Cumhurbaşkanlığı Külliyesi dün Türkiye’nin ‘geleceğine’ ev sahipliği yaptı. TÜBİTAK bilim ödüllerini kast ediyorum. Zira Türkiye’nin geleceği, bu ödüllerle teşvik edilen bilim insanlarının çalışmalarıyla şekillenecek.
Törendeki konuşmalardan iki kavram üzerine yapılan vurguyu not ettim:
Cumhurbaşkanı Recep Tayyip Erdoğan’ın “Ülkemizde öğreten ve öğrenen arasındaki ilişki maalesef çok sığlaşmıştır. Halbuki bizim kültürümüzde öğreten muallimdir, yani ilim tedris eden ve öğretimi birlikte yürüten kişidir. Öğrenen de talebedir, yani ilme talip olan. Biz, öğretmenliği ders anlatma ve not verme, öğrenciliği de sınava girme ve not alma düzeyine indirerek tarihi bir yanlışın içine girdik. Bir an önce muallim ve talebe kavramlarının derinliğini eğitim sistemimize hakim kılmak mecburiyetindeyiz” ifadesi.
Ve...
Bilim Sanayi ve Teknoloji Bakanı Fikri Işık’ın, “bilim ve teknolojinin bir ‘ekosistem’ meselesi olduğu” vurgusu.
Bu ‘bilim iklimi’, sayıları hızla artan ‘Bilim Merkezleri’ ile ilkokul çağındaki nesilden başlayan, ortaöğretimde bilime yönlendiren, yükseköğrenimde bilim üretmeye yönelik teşvik ve imkanlar sunan bir sistemi işaret ediyor.
Dünkü tören, aslında iki büyük Türk bilim kurumundaki birinin ödülleri içindi. Bir diğer kurum, Türkiye Bilimler Akademisi (TÜBA) da ödüllerini önceki gün açıkladı. Türk Nobeli’ diye adlandırılan ödüllerin sahiplerine verilmesine de yine Külliye ev sahipliği yapacak.
Esasen bu ödüller sadece iki tane değil. TÜBİTAK ve TÜBA başta olmak üzere Türkiye’de bilimsel çalışmaları teşvik anlamında, özellikle genç bilim insanlarına yönelik resmi-özel çok sayıda burs, fon ve ödül var.
Bilime verilen resmi-özel destekler, Cumhurbaşkanlığı himayesiyle giderek artıyor. Bu desteklerle önleri açılan genç bilim insanı sayısı da.
Sadece TÜBİTAK, 1966’dan bu yana 49 yılda 732 bilim insanını destekledi, bu sayı katlanarak artıyor.

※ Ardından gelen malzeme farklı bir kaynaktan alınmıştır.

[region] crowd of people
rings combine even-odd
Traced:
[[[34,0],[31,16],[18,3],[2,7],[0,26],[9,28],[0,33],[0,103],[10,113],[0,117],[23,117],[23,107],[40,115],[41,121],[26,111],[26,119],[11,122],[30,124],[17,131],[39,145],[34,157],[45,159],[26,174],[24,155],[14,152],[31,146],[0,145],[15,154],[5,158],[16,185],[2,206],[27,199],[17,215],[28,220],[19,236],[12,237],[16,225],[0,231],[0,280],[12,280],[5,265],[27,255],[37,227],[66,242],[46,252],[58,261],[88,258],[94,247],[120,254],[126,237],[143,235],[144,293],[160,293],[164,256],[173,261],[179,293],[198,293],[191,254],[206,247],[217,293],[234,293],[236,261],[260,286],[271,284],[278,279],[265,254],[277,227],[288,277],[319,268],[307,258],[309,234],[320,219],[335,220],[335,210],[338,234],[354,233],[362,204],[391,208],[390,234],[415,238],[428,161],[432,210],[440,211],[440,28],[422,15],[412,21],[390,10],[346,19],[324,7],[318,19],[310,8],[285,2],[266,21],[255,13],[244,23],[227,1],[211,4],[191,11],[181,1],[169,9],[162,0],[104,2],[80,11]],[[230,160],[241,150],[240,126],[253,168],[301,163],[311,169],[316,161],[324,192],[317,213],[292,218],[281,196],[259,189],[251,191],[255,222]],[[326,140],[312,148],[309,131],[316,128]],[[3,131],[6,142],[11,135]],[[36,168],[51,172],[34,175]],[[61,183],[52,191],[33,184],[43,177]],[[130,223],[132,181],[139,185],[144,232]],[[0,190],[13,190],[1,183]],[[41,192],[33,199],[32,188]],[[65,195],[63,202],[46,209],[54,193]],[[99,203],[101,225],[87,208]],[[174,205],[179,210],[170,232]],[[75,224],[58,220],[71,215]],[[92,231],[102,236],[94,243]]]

1980’lerde merhum Turgut Özal ticareti dünyaya açtı, bugün ihracatçı işadamlarımızla övünüyor, ihracat rakamlarımızla ekonomimizi güçlü tutuyoruz. 2025 Türkiye’sinde de ‘bilim insanlarına imkan ve teşvik verilen donem’ olarak bugünü konuşacağız.
Törenden sonra YÖK Başkanı Prof. Yekta Saraç’la karşılaştığımda gazetecilerle konuşuyordu. Kendi adıma üstlendiğim misyonu diğer gazetecilere de ‘yüklemek’ adına topu ortaya attım: “Sayın hocam, medyadan bilim haberlerine daha fazla destek almalısınız.”

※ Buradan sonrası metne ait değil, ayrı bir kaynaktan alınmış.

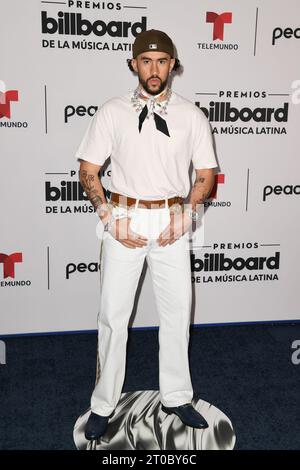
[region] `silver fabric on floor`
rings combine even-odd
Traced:
[[[90,409],[77,419],[74,442],[78,450],[231,450],[235,433],[231,421],[218,408],[193,399],[194,408],[209,424],[206,429],[186,426],[180,418],[164,413],[159,391],[122,393],[106,433],[97,441],[84,437]]]

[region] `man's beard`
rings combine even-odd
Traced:
[[[151,78],[156,78],[157,80],[160,81],[160,85],[159,85],[159,87],[158,87],[156,90],[151,90],[151,88],[148,87],[148,84],[147,84],[147,83],[151,80]],[[139,82],[140,82],[140,84],[142,85],[142,87],[144,88],[144,90],[145,90],[147,93],[149,93],[149,95],[155,96],[155,95],[158,95],[159,93],[161,93],[161,92],[166,88],[166,86],[167,86],[167,84],[168,84],[168,78],[167,78],[164,82],[162,82],[162,81],[160,80],[160,78],[158,78],[158,77],[151,77],[151,78],[149,78],[148,80],[143,80],[143,79],[139,76]]]

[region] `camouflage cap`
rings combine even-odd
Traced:
[[[157,29],[142,31],[135,38],[132,46],[133,59],[146,51],[167,52],[171,57],[174,57],[175,52],[172,39],[166,33]]]

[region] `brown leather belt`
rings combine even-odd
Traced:
[[[120,206],[130,207],[132,205],[135,206],[137,199],[134,197],[124,196],[123,194],[118,193],[111,193],[110,200],[112,203],[116,203]],[[172,206],[173,204],[183,204],[183,198],[180,196],[174,196],[167,199],[168,206]],[[165,207],[165,199],[158,199],[158,200],[146,200],[146,199],[139,199],[137,207],[142,207],[144,209],[158,209],[160,207]]]

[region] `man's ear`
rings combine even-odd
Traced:
[[[175,59],[171,59],[170,60],[170,70],[169,70],[169,73],[171,74],[173,68],[174,68],[174,65],[175,65]]]

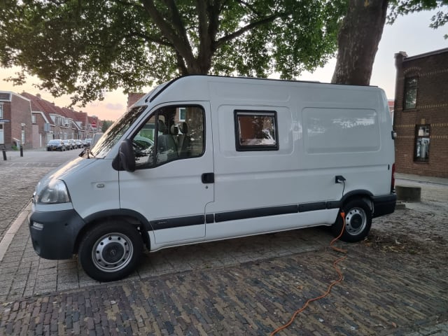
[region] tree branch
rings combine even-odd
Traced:
[[[221,37],[219,40],[218,40],[216,43],[216,46],[218,48],[223,44],[228,42],[229,41],[233,40],[238,36],[241,36],[246,31],[251,30],[255,27],[261,26],[263,24],[266,24],[267,23],[272,22],[275,19],[278,19],[280,18],[286,18],[288,16],[286,13],[277,13],[271,16],[268,16],[267,18],[265,18],[259,21],[255,21],[255,22],[251,22],[246,26],[243,27],[241,29],[237,30],[237,31],[230,34],[229,35],[226,35],[225,36]]]
[[[172,46],[174,46],[176,52],[178,52],[183,57],[186,59],[192,58],[192,51],[191,50],[191,46],[190,46],[190,43],[188,42],[188,39],[185,40],[185,38],[179,37],[176,34],[176,31],[170,27],[170,25],[162,16],[160,13],[157,10],[155,6],[154,5],[153,0],[141,1],[143,3],[145,9],[154,21],[154,23],[159,27],[159,29],[162,31],[162,34],[164,36],[167,36]],[[176,4],[173,1],[172,1],[172,4],[175,7],[174,10],[177,11]]]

Yekta hoca, “Biz de bunu istiyoruz” diye gülümseyerek gazetecilere dönünce destek mesajlarını aldı.
TÜBA Başkanı Prof. Ahmet Cevat Acar’dan benzer bir beklentiyi ben dinlemiştim daha önce. Medya da bilim haberleriyle bu ‘teşvik’ ve ‘marifete iltifat’ sürecine katkıda bulunmalı.